9. “Not be able to talk. I think I’m forming full sentences when I’m experiencing the anxiety associated with my bipolar. However. people tell me it’s really just a bunch of ‘umm’s’ and forgetting what I was saying.” — Olivia W.

10. “Weird buzzing feeling I feel all over my body, and the endless butterflies in my stomach during a manic episode. It makes me feel like I could run for hours but also vomit. Plus it makes sleeping nearly impossible.” — Cassy H.

11. “Being overweight. I eat too much and can’t work out when I’m depressed. And I stay up late and get super hungry when I’m manic. No good can come for me physically when I’m using all my energy fighting to stay in it mentally.” — Mallory J.
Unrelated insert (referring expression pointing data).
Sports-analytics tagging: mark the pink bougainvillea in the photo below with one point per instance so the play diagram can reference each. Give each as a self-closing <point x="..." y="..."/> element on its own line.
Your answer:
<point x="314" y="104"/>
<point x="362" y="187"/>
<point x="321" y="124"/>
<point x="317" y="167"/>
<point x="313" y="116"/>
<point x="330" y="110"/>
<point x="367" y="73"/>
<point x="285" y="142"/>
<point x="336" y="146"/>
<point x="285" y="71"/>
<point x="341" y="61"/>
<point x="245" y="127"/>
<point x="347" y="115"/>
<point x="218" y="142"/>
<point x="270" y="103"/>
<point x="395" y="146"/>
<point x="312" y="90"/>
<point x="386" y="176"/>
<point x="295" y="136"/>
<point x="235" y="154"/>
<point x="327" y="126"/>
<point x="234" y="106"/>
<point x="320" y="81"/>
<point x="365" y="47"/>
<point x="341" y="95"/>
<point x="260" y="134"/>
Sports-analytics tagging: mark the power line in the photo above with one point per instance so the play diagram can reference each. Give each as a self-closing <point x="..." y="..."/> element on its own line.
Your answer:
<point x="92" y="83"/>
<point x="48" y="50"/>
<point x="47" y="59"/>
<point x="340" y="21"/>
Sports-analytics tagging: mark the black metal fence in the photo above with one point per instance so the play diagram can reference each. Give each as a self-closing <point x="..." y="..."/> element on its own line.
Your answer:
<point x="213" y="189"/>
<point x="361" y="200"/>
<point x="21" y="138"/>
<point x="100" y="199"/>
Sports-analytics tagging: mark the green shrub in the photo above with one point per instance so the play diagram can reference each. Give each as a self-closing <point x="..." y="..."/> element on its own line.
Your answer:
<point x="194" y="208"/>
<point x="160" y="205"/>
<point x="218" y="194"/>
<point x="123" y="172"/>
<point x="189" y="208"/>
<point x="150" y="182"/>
12. “Your body and your mind sort of become separate. For example, when you’re in a depressive episode and can’t get out of bed, your brain screams at you, trying to force you to get up, but your body doesn’t listen. Then, during a manic episode, your body screams at you to let it rest, but your brain’s all, ‘No. We gotta finish rearranging your room by one in the morning so we have time to finish a hardcover notebook and read two novels before the sun shows up.’” — Reinrose B.

13. “While experiencing anxiety symptoms and hypomanic phases, I tug at my hair (not to pull it out though). I also roll and flex my ankles and wrists, usually without realizing.” — Aimee C.

14. “I talk to myself out loud when I’m manic. There are so many racing thoughts and stress about certain aspects of my life that I replay how to handle situations over and over in my head so I don’t have diarrhea of the mouth inappropriately. But I’m not just thinking these situations, I’m saying them out loud: in the car, shower, etc. I catch myself and hope no one has heard me. It’s like there are so many thoughts racing they can’t help but overflow verbally too.” — Tracy S.

15. “Varying skin problems. When I’m going a million miles an hour and not sleeping, I’m filled with stress hormones and my skin takes a hit. Same with depression. When I’m leveled out, my skin clears up until the next episode.” — Kelly A.

16. “Gastrointestinal issues are common for me. I have had to have emergency gallbladder surgery and still live with issues everyday.” — Tiffany I.

17. “Blackout. When the rage sets in, I blackout and don’t remember everything I say or do. I also get headaches from the extreme anger or adrenaline rushes. I get very fatigued as well, even though I may not physically be doing anything. My brain exhausts me.” — Randi E.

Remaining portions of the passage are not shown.